La note ajoute que l'avion avait éteint son transpondeur pour ne pas être identifié et coupé la communication avec les organismes de contrôle maliens, mais a été identifié par les autorités maliennes comme étant l'avion français susmentionné.

Bamako dénonce la violation de son espace aérien par les autorités françaises et rappelle que la France a soutenu les sanctions sévères imposées au Mali par les pays de la Communauté économique des États de l'Afrique de l'Ouest (CEDEAO) et de l'Union économique et monétaire ouest-africaine (UEMOA) pour contraindre la junte militaire au pouvoir après deux coups d'État à organiser des élections.

Enfin, le communiqué met en garde contre les risques auxquels pourraient s'exposer les auteurs de ces pratiques en cas de nouvelles violations.

Les tensions entre Bamako et Paris ont atteint des niveaux élevés ces derniers mois, la partie française accusant le déploiement de mercenaires russes au Mali et le retrait d'une partie des troupes de la mission militaire anti-terroriste que la France mène sur le territoire malien.
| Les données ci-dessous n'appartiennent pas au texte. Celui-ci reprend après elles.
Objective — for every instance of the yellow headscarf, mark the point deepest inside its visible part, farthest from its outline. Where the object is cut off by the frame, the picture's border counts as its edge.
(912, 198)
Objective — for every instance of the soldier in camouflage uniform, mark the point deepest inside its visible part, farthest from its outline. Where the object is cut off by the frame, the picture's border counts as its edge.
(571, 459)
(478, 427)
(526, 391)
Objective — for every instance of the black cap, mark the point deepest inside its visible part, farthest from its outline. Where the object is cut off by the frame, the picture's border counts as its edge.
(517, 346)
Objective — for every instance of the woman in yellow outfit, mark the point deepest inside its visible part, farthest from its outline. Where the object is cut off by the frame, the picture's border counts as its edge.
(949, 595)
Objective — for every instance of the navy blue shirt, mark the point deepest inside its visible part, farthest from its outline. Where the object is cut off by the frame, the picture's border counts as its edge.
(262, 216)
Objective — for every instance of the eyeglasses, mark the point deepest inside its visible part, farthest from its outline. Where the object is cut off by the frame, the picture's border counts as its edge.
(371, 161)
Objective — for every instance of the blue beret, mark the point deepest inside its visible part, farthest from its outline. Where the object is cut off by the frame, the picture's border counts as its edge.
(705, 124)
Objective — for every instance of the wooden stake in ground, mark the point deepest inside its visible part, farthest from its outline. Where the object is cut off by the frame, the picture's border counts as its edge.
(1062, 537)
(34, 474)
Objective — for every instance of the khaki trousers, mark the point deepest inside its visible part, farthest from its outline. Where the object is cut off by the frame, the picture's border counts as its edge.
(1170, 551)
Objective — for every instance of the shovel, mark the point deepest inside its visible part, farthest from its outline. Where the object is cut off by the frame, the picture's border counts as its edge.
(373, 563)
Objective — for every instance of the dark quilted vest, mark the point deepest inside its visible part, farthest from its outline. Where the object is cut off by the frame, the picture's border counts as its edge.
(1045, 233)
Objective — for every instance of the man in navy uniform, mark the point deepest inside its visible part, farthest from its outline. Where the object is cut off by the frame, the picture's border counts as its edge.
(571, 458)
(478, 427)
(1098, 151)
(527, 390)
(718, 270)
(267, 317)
Air France a suspendu ses vols vers le Mali jusqu'à nouvel ordre.

Foto de archivo del coronel Assimi Goita (centro)
AFP/MICHELE CATTANI - Photo d'archive du colonel Assimi Goita (au centre)

Tout cela intervient à un moment où la situation au Mali est particulièrement délicate, avec une forte insécurité et des groupes djihadistes opérant dans une grande partie du pays, et un gouvernement de transition dirigé par une junte militaire qui a mené deux coups d'État en un an.

Le gouvernement censé être de transition a promis de convoquer des élections le mois prochain, mais non seulement il ne l'a pas fait, mais il a demandé que la transition soit prolongée pour une période allant de six mois à cinq ans, ce qui a provoqué la réaction des pays africains.

Les pays de la CEDEAO ont convenu lundi de fermer leurs frontières et de suspendre les échanges avec le Mali - à l'exception de certains produits de base - et de geler les comptes bancaires des membres de la junte militaire au pouvoir.

Un jour plus tard, ces sanctions ont reçu le soutien de la France et de l'Union européenne.